The words “fear not” or “do not be afraid” appear many times in the Bible. One such reference is found in Luke 2:10-11, perhaps the most often read passage of the New Testament at Christmas celebrations:
But the angel said to them, “Do not be afraid; for see—I am bringing you good news of great joy for all the people: to you is born this day in the city of David a Savior, who is the Messiah, the Lord.
It is difficult to remember an Advent season tainted with more fear than the current year. It is palpable. I was asked in a recent television interview about the prevalence of fear in our society. What should people do about their fears? How should we respond to the threats we perceive to be real? It was tempting to respond somewhat flippantly, “Perhaps we should recommend watching less television!”

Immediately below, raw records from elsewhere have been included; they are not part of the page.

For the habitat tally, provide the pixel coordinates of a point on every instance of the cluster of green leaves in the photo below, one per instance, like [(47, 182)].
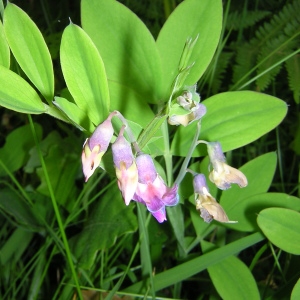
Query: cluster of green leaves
[(114, 63)]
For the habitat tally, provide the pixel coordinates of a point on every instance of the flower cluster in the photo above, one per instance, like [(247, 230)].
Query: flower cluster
[(222, 176), (137, 177), (187, 108)]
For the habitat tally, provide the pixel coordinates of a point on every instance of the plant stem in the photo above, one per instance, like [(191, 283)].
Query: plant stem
[(186, 161)]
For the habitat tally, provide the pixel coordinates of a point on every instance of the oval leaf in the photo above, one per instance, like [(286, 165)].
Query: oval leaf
[(245, 211), (75, 114), (4, 49), (128, 49), (189, 19), (29, 48), (258, 181), (281, 227), (23, 99), (84, 73), (234, 119)]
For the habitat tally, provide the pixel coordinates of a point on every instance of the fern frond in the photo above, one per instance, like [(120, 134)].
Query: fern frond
[(278, 36), (293, 68)]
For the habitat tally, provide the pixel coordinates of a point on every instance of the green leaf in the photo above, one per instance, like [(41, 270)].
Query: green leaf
[(132, 105), (280, 226), (29, 48), (259, 173), (296, 291), (234, 119), (232, 278), (23, 99), (110, 219), (245, 210), (189, 19), (74, 113), (196, 265), (16, 148), (4, 49), (128, 49), (84, 73)]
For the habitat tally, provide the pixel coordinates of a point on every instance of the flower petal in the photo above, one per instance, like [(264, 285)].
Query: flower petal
[(160, 215)]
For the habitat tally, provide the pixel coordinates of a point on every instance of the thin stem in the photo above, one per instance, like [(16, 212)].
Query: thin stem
[(167, 152), (186, 161)]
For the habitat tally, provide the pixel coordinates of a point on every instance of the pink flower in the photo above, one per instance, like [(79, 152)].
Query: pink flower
[(125, 165), (151, 189), (95, 146), (209, 208), (222, 174)]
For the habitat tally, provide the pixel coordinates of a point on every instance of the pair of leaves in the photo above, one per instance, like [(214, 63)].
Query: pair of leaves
[(234, 119), (136, 61), (82, 66)]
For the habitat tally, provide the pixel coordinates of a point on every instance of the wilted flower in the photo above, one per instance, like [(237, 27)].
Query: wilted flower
[(125, 165), (222, 174), (209, 208), (95, 146), (151, 189), (187, 109)]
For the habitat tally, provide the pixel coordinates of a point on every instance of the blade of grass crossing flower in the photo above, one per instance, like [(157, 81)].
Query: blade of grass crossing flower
[(56, 210), (194, 266), (145, 247), (30, 50), (150, 130)]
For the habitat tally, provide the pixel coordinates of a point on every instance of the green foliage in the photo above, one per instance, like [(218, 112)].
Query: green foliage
[(225, 120), (84, 73), (53, 225), (29, 48), (274, 40), (278, 224)]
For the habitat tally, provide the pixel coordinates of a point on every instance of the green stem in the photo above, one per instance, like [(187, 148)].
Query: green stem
[(55, 207), (167, 153), (186, 161)]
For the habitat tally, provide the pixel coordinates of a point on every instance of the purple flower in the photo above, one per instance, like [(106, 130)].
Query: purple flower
[(209, 208), (95, 146), (125, 165), (151, 189), (222, 174)]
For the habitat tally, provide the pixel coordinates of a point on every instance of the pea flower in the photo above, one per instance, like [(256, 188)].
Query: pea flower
[(151, 189), (209, 208), (126, 169), (222, 174), (187, 109), (95, 146)]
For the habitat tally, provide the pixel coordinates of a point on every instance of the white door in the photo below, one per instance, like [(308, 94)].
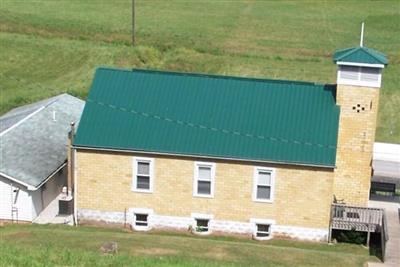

Counselors would remind us that feelings and emotions (such as fear) are neither right nor wrong, they “just are.” What one does with feelings and emotions is the more important question. One can argue, with good reason, that many of our fears are illogical and frequently irrational. Statistically, driving to an airport is much more dangerous than flying commercially, but some are more afraid of flying.
Ignoring our fears, or those of others, is not healthy, but being paralyzed by fear can also be unhealthy. It is not good for the individual, for the society, nor for our faith communities. At best it is debilitating; at worst it is dangerous, and it undermines the very faith commitments we claim to hold.
The Good News of Jesus’ birth is, among many other things, a message of liberation from fear. It is a clarion call to “there is another way.” It signals a new era, ushering in a new expression of God’s Kingdom “coming on earth as it is in heaven.”
The really Good News is that while Jesus came as a “stranger,” an immigrant of sorts, as a vulnerable baby—he demonstrated by his life and teachings that we who follow him are invited to live with joy and freedom. Do not be afraid!